How to clean coins

Whether your coins are copper or silver, new or old, this guide will give you handy tips on how to clean coins and make sure any collectables look their best!

Updated

How to clean coins

Coins can pick up a lot of dirt over time. Whether you’re hoping to brighten up your old change or bring a shine to a collectible, there are various methods that provide an effective cleaning solution – but before you start, you need to ask yourself if you should clean your coins. This easy guide will firstly help you decide whether cleaning your coins is appropriate, and then explains how to clean a coin safely and effectively in seven simple steps.

One easy method for cleaning everyday pocket change is to place your coins in an airtight jar of distilled water and sand. Simply seal the jar and shake vigorously to brighten your coins up. Be warned, however, that this method relies on abrasion and is not suitable for valuable, antique, or collectible coins.

Cleaning Old Coins: Should You Do It?

If your coins are collectibles, or antiques you might want to sell or trade in the future, you should first ask a specialist for advice. You don’t want to reduce the value of a coin by cleaning it.

However, if you are simply collecting coins as a hobby, and do not intend to ever sell or trade your coins, then yes, feel free to make your coins bright and shiny. As it circulates from hand to hand, coins do pick up germs, so cleaning coins will make it more hygienic to handle them. If a child is starting a collection, using coins that are in regular circulation, you may want to clean these coins to make the hobby more hygienic for the child.

How to Clean Old Coins and Dirty Coins

If you do decide to clean your coins, there are various tried-but-true methods you can use. Never use jewellery cleaner or a metal polish, as these are quite harsh and will damage your coin. Always use a cloth or fabric on your coins, and not a tissue, paper towel, or other paper-based material – these can scratch the surface of your coin. And always start by washing your hands with soap and water, to remove any oil or grit from your fingers.

  • Run cold water over your coins — You might want to start simply by holding the coins under the tap and running cold water over them This will start to knock away any dirt or grit that is encrusted on your coins. Faster-running water is more effective.
  • Soak your coins in warm soapy water — Add a squirt of mild dishwashing detergent to a plastic container filled with warm tap water. Rub each coin inside this soapy bath to work off any dirt or grit. Don’t put all your coins in here at once. Work on them individually, and do not use a metal or ceramic bowl, as this can also scratch your coins.
  • Use a toothpick or extra soft-bristled toothbrush to work off encrusted dirt — Either of these, in combination with warm soapy water, can be useful to pick off dirt or corrosion stuck on your coins.
  • Soak dirtier coins in a cup of white vinegar — The acid in vinegar is great at dissolving stubborn stains or corrosion. You can soak the coins for at least 30 minutes, a few hours, or even overnight.
  • Rinse under hot running water — After soaking, make sure to rinse off any soap residue or vinegar with hot or warm running water.

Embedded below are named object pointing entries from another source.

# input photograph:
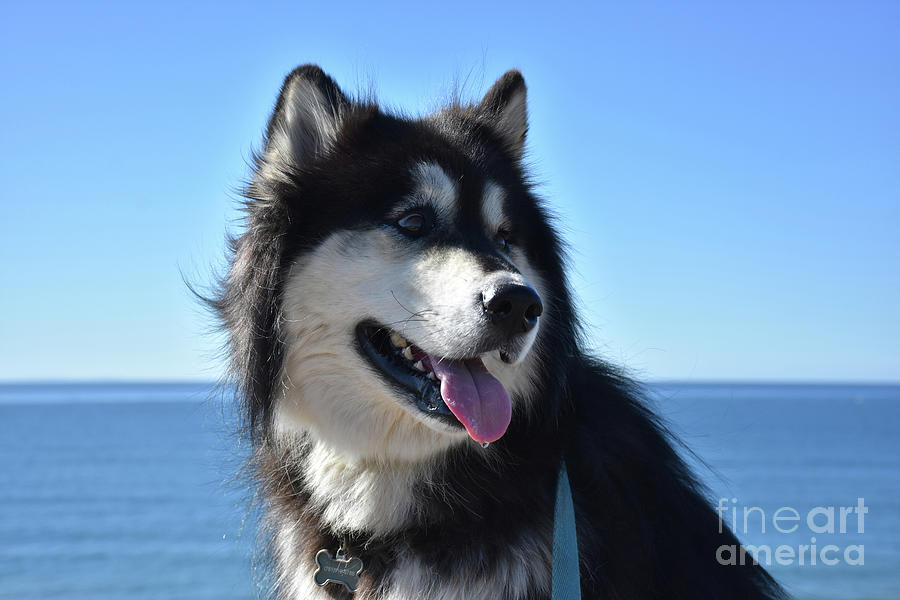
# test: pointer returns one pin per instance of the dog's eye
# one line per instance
(502, 239)
(413, 223)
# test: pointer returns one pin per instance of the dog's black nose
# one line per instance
(513, 307)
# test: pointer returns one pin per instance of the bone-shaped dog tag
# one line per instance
(337, 570)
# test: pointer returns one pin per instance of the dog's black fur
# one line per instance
(645, 528)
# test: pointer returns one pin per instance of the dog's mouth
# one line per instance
(459, 392)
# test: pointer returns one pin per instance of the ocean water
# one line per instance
(131, 491)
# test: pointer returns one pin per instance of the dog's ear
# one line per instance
(307, 117)
(504, 108)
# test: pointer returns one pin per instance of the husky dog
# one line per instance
(410, 365)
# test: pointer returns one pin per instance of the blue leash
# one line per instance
(566, 576)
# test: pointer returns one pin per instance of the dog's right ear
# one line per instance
(307, 117)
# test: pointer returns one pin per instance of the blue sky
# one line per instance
(728, 176)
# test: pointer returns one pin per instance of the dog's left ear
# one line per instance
(504, 108)
(307, 118)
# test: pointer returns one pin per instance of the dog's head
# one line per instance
(398, 285)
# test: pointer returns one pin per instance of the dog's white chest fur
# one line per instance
(378, 499)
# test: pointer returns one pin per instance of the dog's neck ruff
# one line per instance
(566, 575)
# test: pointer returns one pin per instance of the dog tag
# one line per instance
(337, 570)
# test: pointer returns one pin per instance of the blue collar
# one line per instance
(566, 575)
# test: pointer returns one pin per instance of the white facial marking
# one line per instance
(492, 208)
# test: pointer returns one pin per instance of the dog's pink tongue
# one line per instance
(477, 399)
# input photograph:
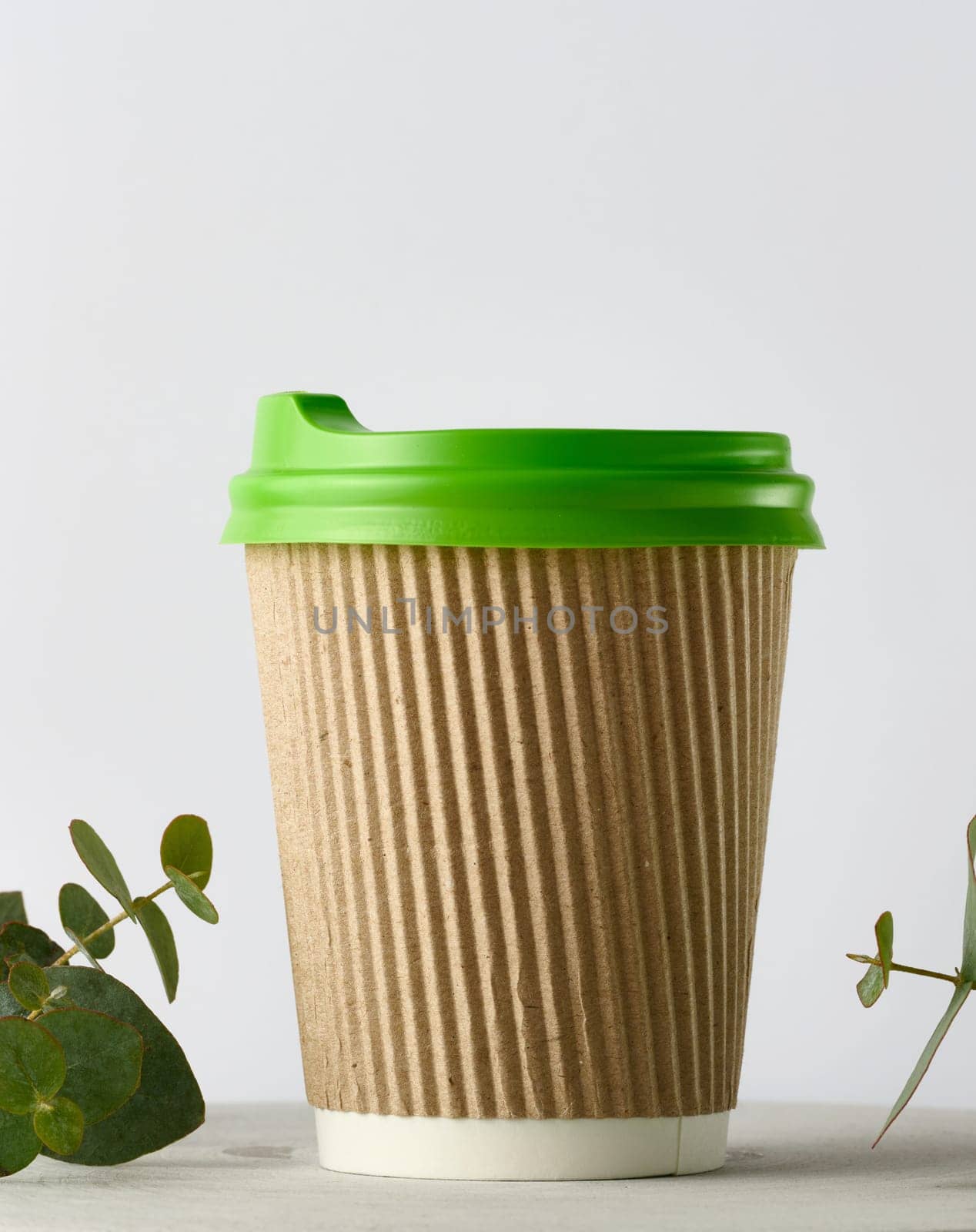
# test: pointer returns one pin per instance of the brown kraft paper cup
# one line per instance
(522, 865)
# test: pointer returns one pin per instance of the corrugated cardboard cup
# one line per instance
(520, 691)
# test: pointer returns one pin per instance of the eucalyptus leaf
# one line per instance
(969, 924)
(83, 949)
(80, 916)
(188, 845)
(871, 986)
(30, 985)
(159, 934)
(18, 1143)
(12, 907)
(191, 897)
(166, 1106)
(32, 1065)
(885, 938)
(59, 1125)
(104, 1059)
(928, 1053)
(102, 864)
(20, 942)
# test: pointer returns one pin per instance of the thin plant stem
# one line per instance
(104, 928)
(900, 966)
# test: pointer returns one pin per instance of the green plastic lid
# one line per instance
(319, 477)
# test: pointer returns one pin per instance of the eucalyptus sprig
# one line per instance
(88, 1072)
(877, 979)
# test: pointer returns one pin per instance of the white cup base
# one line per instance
(467, 1149)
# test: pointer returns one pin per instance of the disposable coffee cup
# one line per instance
(522, 691)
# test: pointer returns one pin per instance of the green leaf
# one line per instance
(928, 1053)
(18, 1143)
(191, 897)
(100, 862)
(80, 916)
(158, 930)
(28, 985)
(885, 938)
(104, 1060)
(20, 942)
(168, 1104)
(188, 845)
(83, 949)
(59, 1125)
(12, 907)
(968, 969)
(31, 1065)
(871, 986)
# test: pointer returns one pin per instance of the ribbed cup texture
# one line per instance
(522, 866)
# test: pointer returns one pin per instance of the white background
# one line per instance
(636, 215)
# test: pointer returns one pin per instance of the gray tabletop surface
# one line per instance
(790, 1167)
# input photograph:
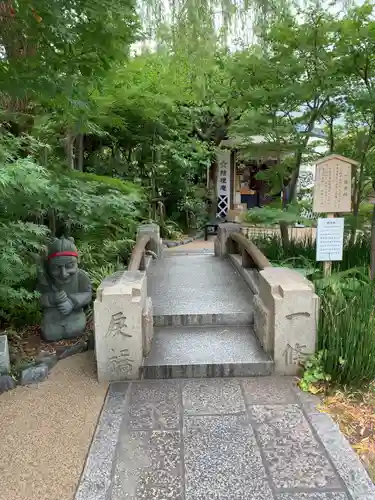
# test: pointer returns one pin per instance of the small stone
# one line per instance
(46, 358)
(91, 342)
(4, 355)
(66, 352)
(7, 383)
(34, 374)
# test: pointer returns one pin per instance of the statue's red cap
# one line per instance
(62, 254)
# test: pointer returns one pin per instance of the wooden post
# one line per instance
(327, 265)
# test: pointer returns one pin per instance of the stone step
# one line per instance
(206, 351)
(239, 318)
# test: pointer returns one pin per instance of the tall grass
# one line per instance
(346, 337)
(346, 330)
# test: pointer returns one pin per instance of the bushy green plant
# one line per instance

Take care not to scald yourself with the hot water.
  • A final rinse with distilled water adds shine — Distilled water is free of any impurities or minerals, so it can rinse away any contaminants in tap water. One by one, swish each coin around in a plastic container filled with distilled water.
  • Pat or air-dry on a soft towel – Do not rub your coins dry. Pat them dry to remove, and let the air do the rest. If the final rinse was with distilled water, just let them air-dry without any patting.

So long as you are aware of the effect on their collectible value, you can now clean your coins with any of these easy methods. With just a few simple steps, you can remove the dirt, grime, and germs from your coins and leave them looking shiny and new.